The past few weeks have seen furious debate about the College Board’s new framework for AP U.S. History. At issue is the framework’s emphasis on topics like racial conflict and social inequality. To the Board and its advocates, like James R. Grossman, executive director of the American Historical Association, these topics encourage “learning how to ask historical questions, interpret documents and reflect both appreciatively and critically on history.” To the new framework’s detractors, however, this curriculum neglects core American values and demonizes the U.S. from a global perspective. This debate about education and curriculum became a political flashpoint in August, when the Republican National Committee passed a resolution condemning the new framework as “radically revisionist.” What kind of history does the College Board want students to learn, and what kind of history are Republicans accusing the Board of revising? The debate over AP U.S. History is more than a skirmish over education policy—it reflects an ongoing struggle over cultural authority.
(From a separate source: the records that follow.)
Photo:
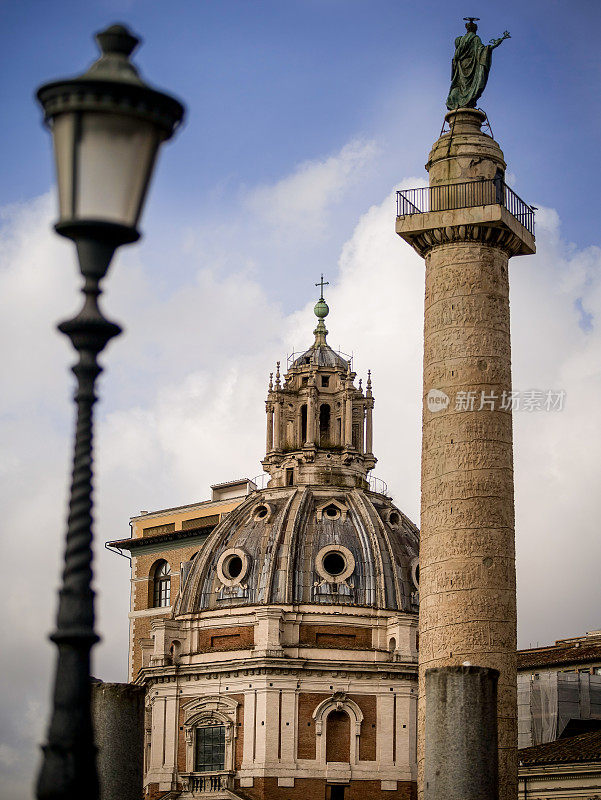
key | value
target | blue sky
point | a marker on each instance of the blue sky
(303, 118)
(274, 82)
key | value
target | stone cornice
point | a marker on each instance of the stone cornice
(502, 238)
(279, 666)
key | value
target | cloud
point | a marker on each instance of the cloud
(182, 401)
(304, 199)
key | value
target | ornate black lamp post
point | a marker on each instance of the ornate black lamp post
(107, 126)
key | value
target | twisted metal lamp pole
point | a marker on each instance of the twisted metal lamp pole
(107, 126)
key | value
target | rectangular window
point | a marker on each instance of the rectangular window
(162, 592)
(210, 749)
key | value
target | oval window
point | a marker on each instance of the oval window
(232, 566)
(334, 563)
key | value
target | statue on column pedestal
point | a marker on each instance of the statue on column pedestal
(471, 65)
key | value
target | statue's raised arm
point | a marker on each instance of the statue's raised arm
(470, 67)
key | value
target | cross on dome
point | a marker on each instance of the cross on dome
(322, 283)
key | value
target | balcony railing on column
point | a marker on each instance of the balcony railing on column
(465, 195)
(209, 783)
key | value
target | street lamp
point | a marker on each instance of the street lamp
(107, 126)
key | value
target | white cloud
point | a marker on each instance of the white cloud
(182, 404)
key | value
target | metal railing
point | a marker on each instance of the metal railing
(465, 195)
(377, 485)
(209, 783)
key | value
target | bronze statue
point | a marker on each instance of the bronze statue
(471, 64)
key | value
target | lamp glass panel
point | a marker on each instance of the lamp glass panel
(63, 135)
(115, 158)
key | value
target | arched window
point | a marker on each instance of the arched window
(338, 736)
(162, 585)
(324, 423)
(209, 750)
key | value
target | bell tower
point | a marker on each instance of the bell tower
(319, 424)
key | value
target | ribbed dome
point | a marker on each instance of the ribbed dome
(324, 545)
(321, 356)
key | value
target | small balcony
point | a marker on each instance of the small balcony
(452, 196)
(425, 214)
(212, 784)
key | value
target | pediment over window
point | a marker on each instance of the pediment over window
(216, 706)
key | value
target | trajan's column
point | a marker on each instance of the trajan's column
(466, 226)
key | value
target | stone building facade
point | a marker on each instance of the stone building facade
(285, 665)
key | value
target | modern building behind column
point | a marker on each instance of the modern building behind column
(275, 629)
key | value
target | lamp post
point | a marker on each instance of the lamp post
(107, 126)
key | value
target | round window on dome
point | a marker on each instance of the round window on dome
(232, 566)
(335, 563)
(262, 512)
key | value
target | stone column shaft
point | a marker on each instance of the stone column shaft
(348, 423)
(277, 426)
(311, 419)
(369, 434)
(269, 442)
(467, 552)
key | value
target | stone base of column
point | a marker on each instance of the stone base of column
(461, 760)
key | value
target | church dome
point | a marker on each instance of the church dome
(320, 355)
(307, 545)
(316, 534)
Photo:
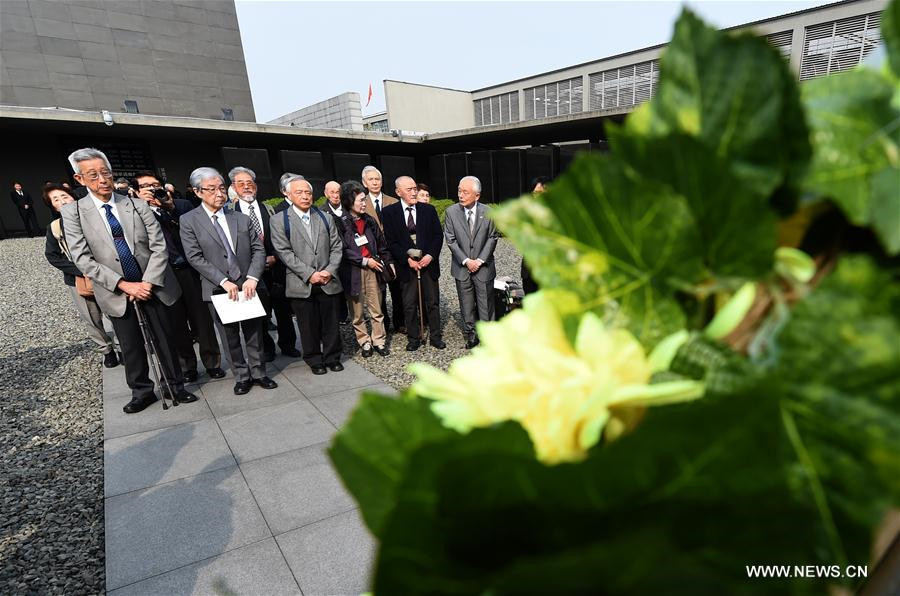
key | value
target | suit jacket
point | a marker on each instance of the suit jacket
(464, 245)
(305, 254)
(205, 252)
(429, 237)
(94, 252)
(385, 201)
(20, 202)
Sociologist James Loewen, in a now classic book published in 1995, argued that most standard U.S. history textbooks supplied “irrelevant and even erroneous details, while omitting pivotal questions … textbooks rarely present the various sides of historical controversies and almost never reveal to students the evidence on which each side bases its position.”
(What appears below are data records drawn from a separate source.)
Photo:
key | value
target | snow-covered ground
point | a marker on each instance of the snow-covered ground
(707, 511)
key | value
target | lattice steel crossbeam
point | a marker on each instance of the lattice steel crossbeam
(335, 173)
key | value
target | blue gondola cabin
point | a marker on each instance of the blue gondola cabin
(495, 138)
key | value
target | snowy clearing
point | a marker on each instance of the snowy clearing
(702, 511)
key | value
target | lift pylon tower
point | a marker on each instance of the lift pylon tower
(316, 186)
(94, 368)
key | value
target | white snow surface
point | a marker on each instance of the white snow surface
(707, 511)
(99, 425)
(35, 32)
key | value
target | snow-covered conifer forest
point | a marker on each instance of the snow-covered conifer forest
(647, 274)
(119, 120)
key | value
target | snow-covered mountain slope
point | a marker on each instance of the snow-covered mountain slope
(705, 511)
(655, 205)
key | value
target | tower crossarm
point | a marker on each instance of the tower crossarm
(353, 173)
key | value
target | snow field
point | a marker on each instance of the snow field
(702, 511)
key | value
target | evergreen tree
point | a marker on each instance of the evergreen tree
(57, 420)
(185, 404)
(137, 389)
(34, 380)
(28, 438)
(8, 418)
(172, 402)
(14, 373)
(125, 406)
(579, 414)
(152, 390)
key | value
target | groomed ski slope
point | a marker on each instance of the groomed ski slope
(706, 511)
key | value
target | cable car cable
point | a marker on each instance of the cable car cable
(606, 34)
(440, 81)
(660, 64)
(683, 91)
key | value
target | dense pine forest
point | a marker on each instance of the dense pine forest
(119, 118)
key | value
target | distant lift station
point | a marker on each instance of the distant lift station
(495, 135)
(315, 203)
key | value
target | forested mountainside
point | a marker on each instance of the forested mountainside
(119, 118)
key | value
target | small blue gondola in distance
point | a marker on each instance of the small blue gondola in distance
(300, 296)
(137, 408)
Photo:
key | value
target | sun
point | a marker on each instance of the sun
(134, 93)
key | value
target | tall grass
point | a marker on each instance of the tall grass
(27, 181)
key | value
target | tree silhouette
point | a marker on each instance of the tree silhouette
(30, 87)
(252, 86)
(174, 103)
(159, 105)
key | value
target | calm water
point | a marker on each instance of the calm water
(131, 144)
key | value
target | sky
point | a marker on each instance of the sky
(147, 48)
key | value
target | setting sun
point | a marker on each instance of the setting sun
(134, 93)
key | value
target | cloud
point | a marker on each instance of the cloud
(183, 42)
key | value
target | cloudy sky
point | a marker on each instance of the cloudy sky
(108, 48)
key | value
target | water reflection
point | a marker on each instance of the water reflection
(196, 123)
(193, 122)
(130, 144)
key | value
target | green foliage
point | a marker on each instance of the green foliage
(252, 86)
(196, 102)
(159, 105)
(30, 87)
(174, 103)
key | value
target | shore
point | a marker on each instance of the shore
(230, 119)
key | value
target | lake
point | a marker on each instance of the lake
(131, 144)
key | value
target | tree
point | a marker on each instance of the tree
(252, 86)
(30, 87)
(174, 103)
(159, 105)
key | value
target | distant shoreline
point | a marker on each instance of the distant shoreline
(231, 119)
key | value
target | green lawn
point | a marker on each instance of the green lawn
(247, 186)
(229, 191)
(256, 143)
What conservatives are calling revisionist, then, is a way of thinking and learning that challenges common assumptions about how, why, and for whom social change has taken place throughout American history. Banks shows that education, far from a neutral dissemination of facts, reflects the political and social interests of those doing the teaching. History is written by the conquerors.
The debate over education also plays out in a context where conservatives’ trust in science and academic knowledge is declining. Sociologist Gordon Gauchat shows that in the period from 1974-2010, conservatives’ trust in science as a source of cultural authority declined precipitously, and suggests that academic and scientific forms of knowledge have become strongly politicized as a result.